# Christmas Seafood Platter



## andre_freshcatch (Dec 6, 2016)

Hello,

I have recently joined a business that delivers fresh seafood (caught on the same day!) straight to your door. We are currently working on a Christmas Seafood Box to treat some of our customers with.

I thought I would ask, as fish lovers, what are some of the things you would like to see in there? We will be scaling the portion size to feed 4, 6, or 8 people, so the actual quantity is not so important, but some sort of ratio would be helpful.

So, what do you guys think would make the best selection?


----------



## buckytom (Dec 6, 2016)

Welcome, Andre.

Well, since it's the Christmas season, a good start would be a lot of white fleshed fish and seafood. The Italian tradition of La Vigilia, which became a looser tradition in Italian American homes who call it the Festa dei Sette Pesce, is one on Christmas eve where a family eats 7 dishes consisting of primarily white fishes and seafood. The number 7 is supposed to represent several things, including the 7 sacraments of Roman Catholicism, the 7 days that God made the world, or even the 7 hills of Rome.
The most common one I heard was about the 7 sacraments, so therefore the fishes should be white to represent purity.

So, fish like cod (although salt cod is traditional - not exactly your baliwick of fresh fish), whiting, anchovies, sardines, and flounder are very popular. Also, seafood like shrimp, squid, octopus, clams, lobster, scallops, and conch.

I guess it doesn't have to be pure white, but that's the idea.

Many of my friends of Italian descent talk about the challenge of trying to figure out what 7 fish and seafood dishes they will try to get in on Cristmas eve. A common joke is about cheating by putting 3 or 4 in one dish such as a zuppa di pesce.

My family (no Italian blood) has a tradition of fried flounder, shrimp cocktail, mackerel or smoked salmon on crackers, clams and scallops fra diavolo, and fiskeboller and lutefisk.

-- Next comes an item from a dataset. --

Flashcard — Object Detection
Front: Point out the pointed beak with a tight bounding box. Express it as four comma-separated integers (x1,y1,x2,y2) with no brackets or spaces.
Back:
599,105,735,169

My mom and I the only ones who eat the latter dishes as an homage to our scandinavian roots.

Hth.


----------



## CraigC (Dec 6, 2016)

Since you are in New Zealand, it would be hard to supply most of us with seafood of choice. Locally, lobster, blue crab, oysters, clams and stonies are in season. Grouper, cobia, mutton and red snapper and hogfish are on. Uni are also available. Don't know if abalone is in season there. but I have a 7# red in my freezer that a California friend gave me.


----------



## buckytom (Dec 7, 2016)

Lol, I hadn't noticed Andre's location.

Still, it could be a selling point. Sheep are Catholic, right. I mean, Jesus said walk like a sheep among wolves, right?

And Australians?


----------



## CraigC (Dec 7, 2016)

buckytom said:


> Lol, I hadn't noticed Andre's location.
> 
> Still, it could be a selling point. Sheep are Catholic, right. I mean, Jesus said walk like a sheep among wolves, right?
> 
> And Australians?



I've been to Devonport and could see Auckland across the harbor/bay. Never want to make that flight again.


----------



## CakePoet (Dec 9, 2016)

And in Sweden Christmas fish, is  pickled  ( herring 20 different  flavours), smoked  ( eel, salmon , herring) or  lutefisk ( lye fish) and none of that is fresh.


----------